This must be what an unhappy marriage feels like: that sinking feeling when you know you can't bear another evening treading on eggshells, minding what you say and trying not to get drawn into an ugly row.
That sense of dread in the pit of your stomach when you open your eyes in the morning and think to yourself: what's going to go wrong today? How can I avoid getting drawn into some extended family bickering? But you know there's going to be a problem of some kind, because there always is.
You know they married you for your money and you both did your best to overcome vast cultural differences, but now the love is long gone. You want out.
You want nothing more than to pack your clothes and personal papers into a nice, new wheeled suitcase, say goodbye to your partner and trundle down the drive towards freedom. But you can't leave, do you see? You can't leave because of the children.
This must be what it feels like to be a Western politician dealing with the Middle East nowadays. What did we ever see in them, our suited friends must be asking themselves.
It was all so promising once: we wanted their oil and they wanted our money. Modern society is based on oil. Oil defines us; it defines our way of life.
We wanted central heating in the winter and air-conditioning in the summer. We wanted hot meals and cold drinks on demand.
We wanted to drive to the newsagent's for a pint of milk and the TV guide. We wanted cities that light up at night, trains and planes in constant use, shops that stay open 365 days-a-year.
We wanted a wide range of food and clothes. And they wanted these things, too, but they needed our money. And so we formed a relationship even though we knew in our hearts it was never going to work.
We always knew the sparkle and shine of first love would wear away and we'd be left staring dully across the dining table at one another. They'd be wishing they'd married someone from China or India. And we'd be wishing we'd thrown in our lot with the eco-nuts.
Religion complicates things further in the Middle East, of course, as it complicates things everywhere.
Different tribal affiliations, cultures, religions, classes and castes: and all of these watching one another for signs of discrimination. Who can blame them? We in Northern Ireland cut each other's throats over council houses and low-paid jobs in the Civil Service.
Why wouldn't the Middle East be a political powder-keg? For beneath the shifting sands lies billions of dollars worth of black gold.
But in spite of all that, our leaders did their best to rub along with people we do not understand. They understand us, I suppose.
They know we are nominally Christian and we like Christmas trees in the windows of our nice houses and a car at the door. But we will never understand the people of the Middle East, will we?
We'll never take the time to understand the minutiae of their ways and beliefs. We are bewildered by TV pictures of burnt-out tanks and cars smouldering on desert highways.
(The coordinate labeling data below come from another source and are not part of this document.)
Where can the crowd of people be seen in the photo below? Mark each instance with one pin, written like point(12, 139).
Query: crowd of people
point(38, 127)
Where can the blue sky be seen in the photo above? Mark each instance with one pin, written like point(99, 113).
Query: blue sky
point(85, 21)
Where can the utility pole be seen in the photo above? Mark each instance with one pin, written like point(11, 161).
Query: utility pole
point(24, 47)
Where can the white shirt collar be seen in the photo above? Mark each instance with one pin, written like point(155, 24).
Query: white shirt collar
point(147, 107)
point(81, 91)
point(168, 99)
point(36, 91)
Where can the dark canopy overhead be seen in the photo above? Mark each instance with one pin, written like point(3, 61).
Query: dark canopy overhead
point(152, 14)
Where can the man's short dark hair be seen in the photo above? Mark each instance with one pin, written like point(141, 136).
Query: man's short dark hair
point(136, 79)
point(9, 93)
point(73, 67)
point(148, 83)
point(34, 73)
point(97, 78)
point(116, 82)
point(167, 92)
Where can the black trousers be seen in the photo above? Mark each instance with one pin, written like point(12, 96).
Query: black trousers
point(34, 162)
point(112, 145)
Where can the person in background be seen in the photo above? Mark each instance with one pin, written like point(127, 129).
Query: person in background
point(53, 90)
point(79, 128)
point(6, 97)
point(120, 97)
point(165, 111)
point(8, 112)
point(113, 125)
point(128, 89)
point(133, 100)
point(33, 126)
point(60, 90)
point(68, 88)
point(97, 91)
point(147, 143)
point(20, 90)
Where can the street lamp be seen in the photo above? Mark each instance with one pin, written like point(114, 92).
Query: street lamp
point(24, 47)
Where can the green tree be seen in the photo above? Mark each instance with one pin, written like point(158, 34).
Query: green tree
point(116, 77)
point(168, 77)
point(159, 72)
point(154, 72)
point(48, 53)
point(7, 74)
We are bewildered by men in puffy jackets and headbands waving automatic weapons. Where are the women and children, we ask? There must be millions of women and children: where are they?
Where are the hills, the green fields and babbling brooks? Where are the flowers, the shops and playgrounds? What do these people do all day besides wave their fists at BBC reporters?
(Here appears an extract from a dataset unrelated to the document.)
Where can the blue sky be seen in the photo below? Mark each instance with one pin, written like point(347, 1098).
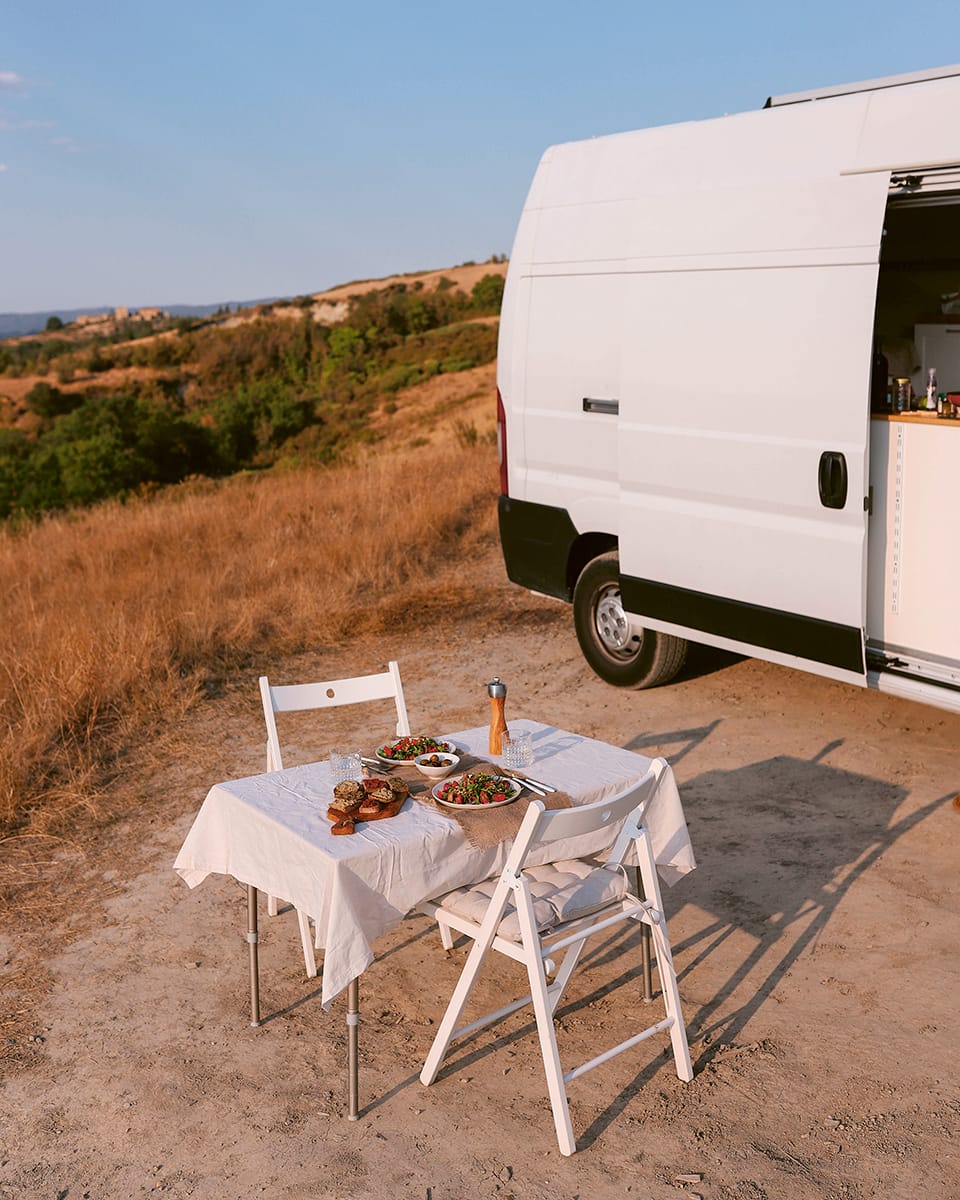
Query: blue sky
point(197, 153)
Do these people know we mean them no harm? We don't want to impose our culture or our values on them, or bomb their villages or interfere in their politics.
Okay, we don't want to see poor girls and boys denied an education. Okay, we don't want to see women compelled to wear veils, or gay people persecuted.
But it's none of our business, really, is it? Emotionally, physically, spiritually, the marriage is over. It was a mistake and we want to put it behind us and move on.
If only we could negotiate a divorce, but continue to share access to the children (sorry, the oil).
If only the eco-nuts could give us the children (sorry, energy supply) we are looking for, we could pack our wheeled suitcase and trundle down the drive to freedom.